Re: [PATCH v14 000/138] Memory folios

From: Matthew Wilcox
Date: Thu Jul 15 2021 - 13:15:12 EST


On Thu, Jul 15, 2021 at 11:56:07AM -0400, Theodore Y. Ts'o wrote:
> On Thu, Jul 15, 2021 at 04:34:46AM +0100, Matthew Wilcox (Oracle) wrote:
> > Managing memory in 4KiB pages is a serious overhead. Many benchmarks
> > benefit from a larger "page size". As an example, an earlier iteration
> > of this idea which used compound pages (and wasn't particularly tuned)
> > got a 7% performance boost when compiling the kernel.
> >
> > Using compound pages or THPs exposes a weakness of our type system.
> > Functions are often unprepared for compound pages to be passed to them,
> > and may only act on PAGE_SIZE chunks. Even functions which are aware of
> > compound pages may expect a head page, and do the wrong thing if passed
> > a tail page.
> >
> > We also waste a lot of instructions ensuring that we're not looking at
> > a tail page. Almost every call to PageFoo() contains one or more hidden
> > calls to compound_head(). This also happens for get_page(), put_page()
> > and many more functions.
> >
> > This patch series uses a new type, the struct folio, to manage memory.
> > It converts enough of the page cache, iomap and XFS to use folios instead
> > of pages, and then adds support for multi-page folios.
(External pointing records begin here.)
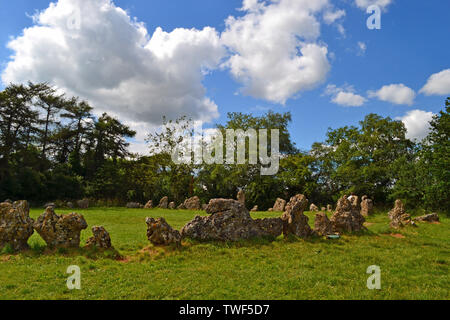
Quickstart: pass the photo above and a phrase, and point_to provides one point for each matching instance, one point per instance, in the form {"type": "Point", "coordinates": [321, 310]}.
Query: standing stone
{"type": "Point", "coordinates": [16, 226]}
{"type": "Point", "coordinates": [347, 217]}
{"type": "Point", "coordinates": [83, 204]}
{"type": "Point", "coordinates": [159, 232]}
{"type": "Point", "coordinates": [433, 217]}
{"type": "Point", "coordinates": [229, 220]}
{"type": "Point", "coordinates": [192, 204]}
{"type": "Point", "coordinates": [366, 206]}
{"type": "Point", "coordinates": [279, 205]}
{"type": "Point", "coordinates": [60, 231]}
{"type": "Point", "coordinates": [134, 205]}
{"type": "Point", "coordinates": [322, 225]}
{"type": "Point", "coordinates": [163, 203]}
{"type": "Point", "coordinates": [241, 197]}
{"type": "Point", "coordinates": [100, 239]}
{"type": "Point", "coordinates": [399, 217]}
{"type": "Point", "coordinates": [149, 205]}
{"type": "Point", "coordinates": [295, 222]}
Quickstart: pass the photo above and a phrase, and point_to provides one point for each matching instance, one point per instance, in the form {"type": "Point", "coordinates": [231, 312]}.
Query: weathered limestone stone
{"type": "Point", "coordinates": [229, 220]}
{"type": "Point", "coordinates": [322, 225]}
{"type": "Point", "coordinates": [279, 205]}
{"type": "Point", "coordinates": [399, 217]}
{"type": "Point", "coordinates": [60, 231]}
{"type": "Point", "coordinates": [100, 239]}
{"type": "Point", "coordinates": [83, 204]}
{"type": "Point", "coordinates": [16, 226]}
{"type": "Point", "coordinates": [241, 197]}
{"type": "Point", "coordinates": [163, 203]}
{"type": "Point", "coordinates": [192, 204]}
{"type": "Point", "coordinates": [149, 205]}
{"type": "Point", "coordinates": [159, 232]}
{"type": "Point", "coordinates": [347, 217]}
{"type": "Point", "coordinates": [366, 206]}
{"type": "Point", "coordinates": [134, 205]}
{"type": "Point", "coordinates": [432, 217]}
{"type": "Point", "coordinates": [295, 222]}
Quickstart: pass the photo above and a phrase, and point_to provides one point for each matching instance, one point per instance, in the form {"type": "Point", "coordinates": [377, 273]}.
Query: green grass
{"type": "Point", "coordinates": [413, 267]}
It passes xfstests
> > (running on XFS) with no regressions compared to v5.14-rc1.
>
> Hey Willy,
>
> I must confess I've lost the thread of the plot in terms of how you
> hope to get the Memory folio work merged upstream. There are some
> partial patch sets that just have the mm core, and then there were
> some larger patchsets include some in the past which as I recall,
> would touch ext4 (but which isn't in this set).
>
> I was wondering if you could perhaps post a roadmap for how this patch
> set might be broken up, and which subsections you were hoping to
> target for the upcoming merge window versus the following merge
> windows.

Hi Ted! Great questions. This particular incarnation of the
patch set is the one Linus asked for -- show the performance win
of using compound pages in the page cache. I think of this patchset
as having six parts:

1-32: core; introduce struct folio, get/put, flags
33-50: memcg
51-89: page cache, part 1
90-107: block + iomap
108-124: page cache, part 2
125-138: actually use compound pages in the page cache

I'm hoping to get the first three parts (patches 1-89) into the
next merge window. That gets us to the point where filesystems
can start to use folios themselves (ie it does the initial Amdahl
step and then everything else can happen in parallel)
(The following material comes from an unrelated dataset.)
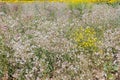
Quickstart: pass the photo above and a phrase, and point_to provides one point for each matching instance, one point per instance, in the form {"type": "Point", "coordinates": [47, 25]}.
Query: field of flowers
{"type": "Point", "coordinates": [60, 41]}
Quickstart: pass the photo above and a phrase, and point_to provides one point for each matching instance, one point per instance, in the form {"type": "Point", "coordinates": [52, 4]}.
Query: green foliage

> Also I assume that for file systems that aren't converted to use
> Folios, there won't be any performance regressions --- is that
> correct? Or is that something we need to watch for? Put another way,
> if we don't land all of the memory folio patches before the end of the
> calendar year, and we cut an LTS release with some file systems
> converted and some file systems not yet converted, are there any
> potential problems in that eventuality?

I suppose I can't guarantee that there will be no performance
regressions as a result (eg 5899593f51e6 was a regression that
was seen as a result of some of the prep work for folios), but
I do not anticipate any for unconverted filesystems. There might
be a tiny performance penalty for supporting arbitrary-order pages
instead of just orders 0 and 9, but I haven't seen anything to
suggest it's noticable. I would expect to see a tiny performance
win from removing all the compound_head() calls in the VFS core.

I have a proposal in to Plumbers filesystem track where I intend to
go over all the ways I'm going to want filesystems to change to take
advantage of folios. I think that will be a good venue to discuss how
to handle buffer_head based filesystems in a multi-page folio world.

I wouldn't expect anything to have to change before the end of the year.
I only have four patches in my extended tree which touch ext4, and
they're all in the context of making treewide changes to all
filesystems:
- Converting ->set_page_dirty to ->dirty_folio,
- Converting ->invalidatepage to ->invalidate_folio,
- Converting ->readpage to ->read_folio,
- Changing readahead_page() to readahead_folio()

None of those patches are in great shape at this point, and I wouldn't ask
anyone to review them. I am anticipating that some filesystems will never
be converted to multi-page folios (although all filesystems should be
converted to single-page folios so we can remove the folio compat code).